At the microphone again, Pate waits just a beat to compose himself, and tries to lighten the moment by joking. “An intrusion,” he says, gesturing toward the wings. “They just let anyone wander around.” He tells the audience about the day he heard Phil Woods playing alto on a Dizzy Gillespie recording, and how he thought to himself that if he were ever in a position to produce records, Phil Woods would top his list of artists. Bringing Woods back onstage, “all the way from Pennsylvania,” his voice cracks with tears. A week earlier, Pate predicted this would happen, telling Spencer Patterson of the Las Vegas Sun, “I haven’t been in contact with most of these people for years. Seeing them all at once, all together will be quite a thing. I’ll need three or four boxes of Kleenex.”

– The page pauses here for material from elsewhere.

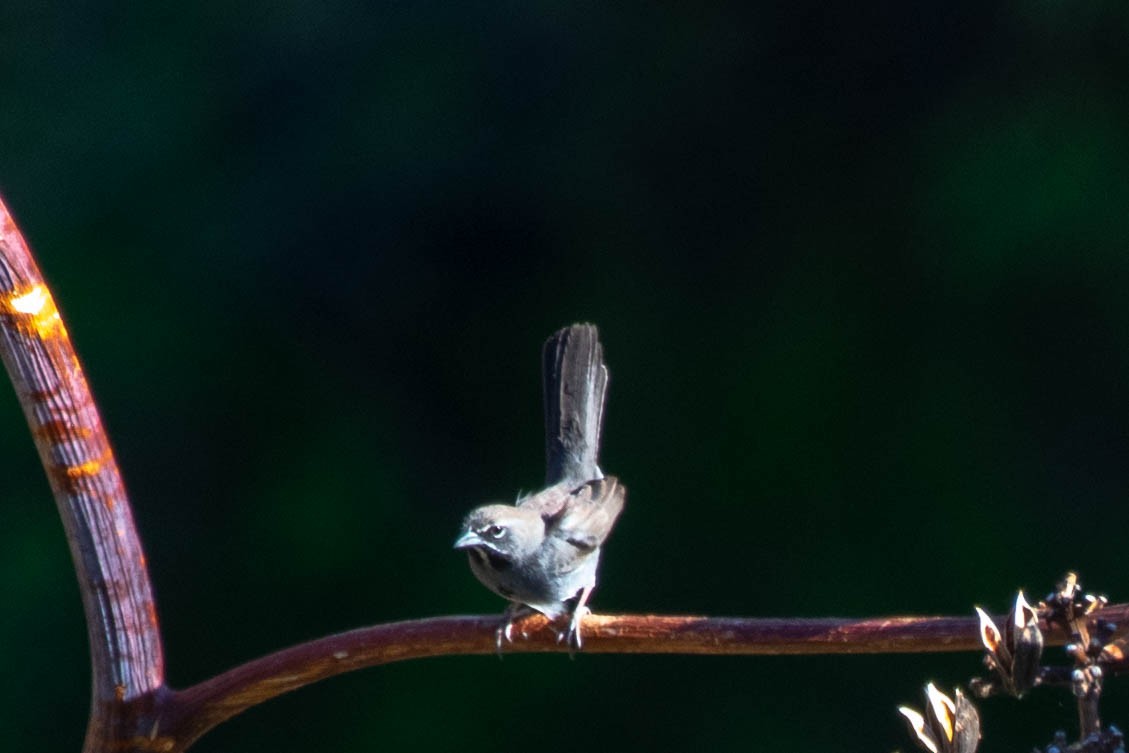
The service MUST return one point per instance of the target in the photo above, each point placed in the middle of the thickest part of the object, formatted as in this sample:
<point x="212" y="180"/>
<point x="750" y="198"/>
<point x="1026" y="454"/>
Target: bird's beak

It may not seem like such a long way from Pennsylvania to Nevada, but for someone battling emphysema and down with the flu just days earlier, it is a very long way indeed. Still, Woods would not have missed today’s events. Woods’ handwritten note to Pate, reprinted in the program book, says, “Your faith in me long ago lives forever in my heart.” Woods means it. He tells the audience about his life as a struggling musician in the 1960s. “I couldn’t get arrested. ‘Buy a flute, be a studio man,’ they told me. I said ‘forget it.’” Woods moved to Europe where he hoped the musical climate would be more hospitable to jazz musicians. But in 1968, salvation came from stateside in the form of Johnny Pate.

Then East Coast director of A&R for Verve Records/MGM, Pate was in a position to make Woods an offer. Tracking him down in France, Pate offered Woods a record deal with a dream rhythm section (Herbie Hancock on piano, Richard Davis on bass and Grady Tate on drums), augmented by a string section led by Gene Orloff. The album is titled Round Trip. “I’m talking the truth,” Woods tells us. “I went back to France with a shitload of money, and a few months later I was invited to play at Newport. I was back, baby! I was back, and that’s ’cause of Johnny Pate, and I want to say thank you.”

Woods sounds breathless when talking, but not when playing. He is featured on the next two selections, “Carolyn” and “Fill the Woods With Laughter,” both of which are on that 1968 recording. The first, a ballad dedicated to Pate’s wife, is a simple theme with variations, rich harmonies, a walking bass line, and a sweet trumpet turn at the end. The students acquit themselves well, breaking into double time before the bridge, but it is Woods who plays with such love that my eyes tear up. Pate is standing on stage, bending backward from the knees as if the music is the wind and he is a sail. Much later, the only words Pate will be able to muster are “I love what he does with a ballad. I just stood there in awe.” By the time they finish the second tune, the audience is cheering and all Pate can say now is “Wow!”